L’objet de cette dernière sous-partie est de montrer que les deux principaux syndicats tunisiens en ce qui concerne le nombre d’adhérents, le SFDGUI et le SNFSI, parviennent à empêcher les réformes allant dans le sens de la transparence, du contrôle de l’activité policière. Afin de faire valoir leurs intérêts, les syndicats mobilisent un répertoire d’actions assez variées : manifestations, sit-in, publications de communiqués, interventions dans les médias, négociations plus ou moins musclées avec les parties gouvernementales, notamment en brandissant des menaces de publicisation de cas de corruption[25].

Si, dans d’autres contextes, l’exigence démocratique a conduit à la multiplication d’autorités administratives indépendantes chargées d’assurer des fonctions de contrôle de l’activité policière (Jobard, 2016 : 68), en Tunisie, la question de la réforme des institutions de contrôle a été introduite notamment à travers les discours sur la RSS[26]. Il existait, avant 2011, une inspection suprême, rattachée à la présidence de la République, compétente pour traiter les signalements concernant la police, la garde nationale, mais également la douane. Supprimée par le ministre Farhat Rajhi dès le départ de Ben Ali, elle n’a pas été renouvelée depuis. Le traitement des dossiers de sanctions professionnelles est désormais effectué par l’inspection générale interne à chaque corps, police et garde nationale.
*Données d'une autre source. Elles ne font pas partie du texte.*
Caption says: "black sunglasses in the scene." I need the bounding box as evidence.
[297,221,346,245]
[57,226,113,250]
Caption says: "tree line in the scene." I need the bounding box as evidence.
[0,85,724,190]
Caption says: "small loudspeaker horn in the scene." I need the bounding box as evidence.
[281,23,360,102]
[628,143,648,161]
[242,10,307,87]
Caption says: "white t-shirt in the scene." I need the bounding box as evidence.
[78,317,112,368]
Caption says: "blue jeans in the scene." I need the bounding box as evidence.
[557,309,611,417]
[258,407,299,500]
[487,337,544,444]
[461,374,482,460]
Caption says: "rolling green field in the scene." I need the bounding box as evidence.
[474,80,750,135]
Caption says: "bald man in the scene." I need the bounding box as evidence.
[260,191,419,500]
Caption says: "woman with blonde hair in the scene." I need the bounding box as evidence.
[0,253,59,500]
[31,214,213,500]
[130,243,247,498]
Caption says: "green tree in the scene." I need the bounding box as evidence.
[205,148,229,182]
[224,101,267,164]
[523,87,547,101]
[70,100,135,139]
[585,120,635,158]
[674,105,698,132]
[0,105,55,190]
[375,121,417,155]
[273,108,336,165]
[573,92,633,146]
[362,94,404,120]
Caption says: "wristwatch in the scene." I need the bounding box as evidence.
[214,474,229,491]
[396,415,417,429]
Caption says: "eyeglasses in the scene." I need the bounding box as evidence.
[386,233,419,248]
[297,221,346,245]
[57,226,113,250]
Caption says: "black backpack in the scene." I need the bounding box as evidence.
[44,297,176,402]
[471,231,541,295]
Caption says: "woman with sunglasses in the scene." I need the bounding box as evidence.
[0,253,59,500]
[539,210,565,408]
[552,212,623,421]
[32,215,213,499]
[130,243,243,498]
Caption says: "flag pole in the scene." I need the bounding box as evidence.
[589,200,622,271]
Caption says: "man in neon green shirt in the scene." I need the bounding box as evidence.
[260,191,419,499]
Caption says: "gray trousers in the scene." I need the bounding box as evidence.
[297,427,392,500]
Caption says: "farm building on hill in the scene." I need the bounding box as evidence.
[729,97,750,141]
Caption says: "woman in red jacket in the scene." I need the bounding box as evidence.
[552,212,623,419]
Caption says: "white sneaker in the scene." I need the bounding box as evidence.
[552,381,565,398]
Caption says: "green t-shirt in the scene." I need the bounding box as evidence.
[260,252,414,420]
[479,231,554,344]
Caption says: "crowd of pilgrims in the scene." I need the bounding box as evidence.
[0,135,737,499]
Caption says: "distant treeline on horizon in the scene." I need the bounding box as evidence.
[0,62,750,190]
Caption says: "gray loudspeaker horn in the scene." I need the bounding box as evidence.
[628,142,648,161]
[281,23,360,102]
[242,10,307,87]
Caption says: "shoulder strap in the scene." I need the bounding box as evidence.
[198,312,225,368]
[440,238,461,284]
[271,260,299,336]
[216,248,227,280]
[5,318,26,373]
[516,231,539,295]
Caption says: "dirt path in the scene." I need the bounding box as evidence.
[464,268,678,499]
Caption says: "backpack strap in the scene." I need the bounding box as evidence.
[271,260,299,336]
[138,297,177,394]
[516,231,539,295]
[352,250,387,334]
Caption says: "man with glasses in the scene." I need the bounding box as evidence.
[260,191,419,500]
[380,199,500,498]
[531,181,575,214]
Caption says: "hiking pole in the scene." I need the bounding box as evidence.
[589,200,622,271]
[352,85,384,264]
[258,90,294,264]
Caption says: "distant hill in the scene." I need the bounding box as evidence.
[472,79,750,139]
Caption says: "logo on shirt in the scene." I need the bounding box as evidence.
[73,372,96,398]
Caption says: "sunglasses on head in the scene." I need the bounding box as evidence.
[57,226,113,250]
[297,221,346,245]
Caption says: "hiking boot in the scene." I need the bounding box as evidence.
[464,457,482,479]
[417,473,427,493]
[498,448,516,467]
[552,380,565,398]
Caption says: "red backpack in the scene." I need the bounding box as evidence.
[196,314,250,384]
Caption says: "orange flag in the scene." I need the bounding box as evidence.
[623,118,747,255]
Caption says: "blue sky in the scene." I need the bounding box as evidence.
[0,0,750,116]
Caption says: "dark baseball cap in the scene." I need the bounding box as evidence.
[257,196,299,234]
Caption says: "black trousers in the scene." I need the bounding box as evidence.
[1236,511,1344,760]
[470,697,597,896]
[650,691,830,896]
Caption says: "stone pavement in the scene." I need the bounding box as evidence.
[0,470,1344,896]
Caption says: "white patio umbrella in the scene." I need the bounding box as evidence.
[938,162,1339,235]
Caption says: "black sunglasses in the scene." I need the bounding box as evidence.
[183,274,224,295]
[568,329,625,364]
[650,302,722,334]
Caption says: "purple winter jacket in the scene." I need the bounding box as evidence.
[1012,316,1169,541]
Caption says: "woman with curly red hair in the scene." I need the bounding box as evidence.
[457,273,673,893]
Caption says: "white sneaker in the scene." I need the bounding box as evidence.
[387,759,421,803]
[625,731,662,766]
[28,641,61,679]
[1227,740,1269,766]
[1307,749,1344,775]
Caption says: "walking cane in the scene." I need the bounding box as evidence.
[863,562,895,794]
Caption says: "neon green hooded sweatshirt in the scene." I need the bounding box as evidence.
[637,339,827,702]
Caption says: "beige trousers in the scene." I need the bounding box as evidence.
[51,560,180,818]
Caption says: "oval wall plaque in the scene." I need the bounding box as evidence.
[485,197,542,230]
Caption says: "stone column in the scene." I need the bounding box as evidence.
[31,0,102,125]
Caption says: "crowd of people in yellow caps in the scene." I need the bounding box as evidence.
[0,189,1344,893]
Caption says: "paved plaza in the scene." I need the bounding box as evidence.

L’élaboration d’un code de déontologie de la pratique policière suscite en particulier l’opposition du syndicat SNFSI. Le projet, porté par l’équipe chargée de la police de proximité au PNUD, s’inscrit dans la politique ministérielle de rapprochement entre policiers et citoyens. Il a été l’objet de diverses tables rondes entre associations de défense des droits de la personne, SFDGUI, représentants ministériels[27], et a été soumis à une consultation en ligne[28]. Le texte porte essentiellement sur le respect de la loi et des droits de la personne par les forces de l’ordre dans le cadre d’interpellations et de gardes à vue, sur la non-divulgation d’informations liées à leur exercice professionnel, ainsi que sur le respect de l’institution. Il prévoit la création d’une commission de déontologie compétente pour recevoir les plaintes des citoyens. Pour le SNFSI, un tel projet n’était pas concevable, en ce qu’il s’avérerait trop contraignant pour les policiers. Ce rejet s’inscrit dans une suspicion généralisée à l’égard d’un contrôle externe sur la profession policière, dont les syndicats s’improvisent bien souvent garants. Mohamed, officier de la garde nationale chargé des négociations au sein du SNFSI depuis sa création en 2011, évoque la manière dont il a pris connaissance du projet :

Je faisais des recherches par hasard, sur Internet et sur le site du JORT (Journal officiel de la République tunisienne), c’est comme ça aussi qu’on prépare les dossiers à défendre au ministère. Et, là, je tombe sur le projet de code de conduite des policiers, et c’était pas possible. Donc on a fait blocage, et il n’est pas passé.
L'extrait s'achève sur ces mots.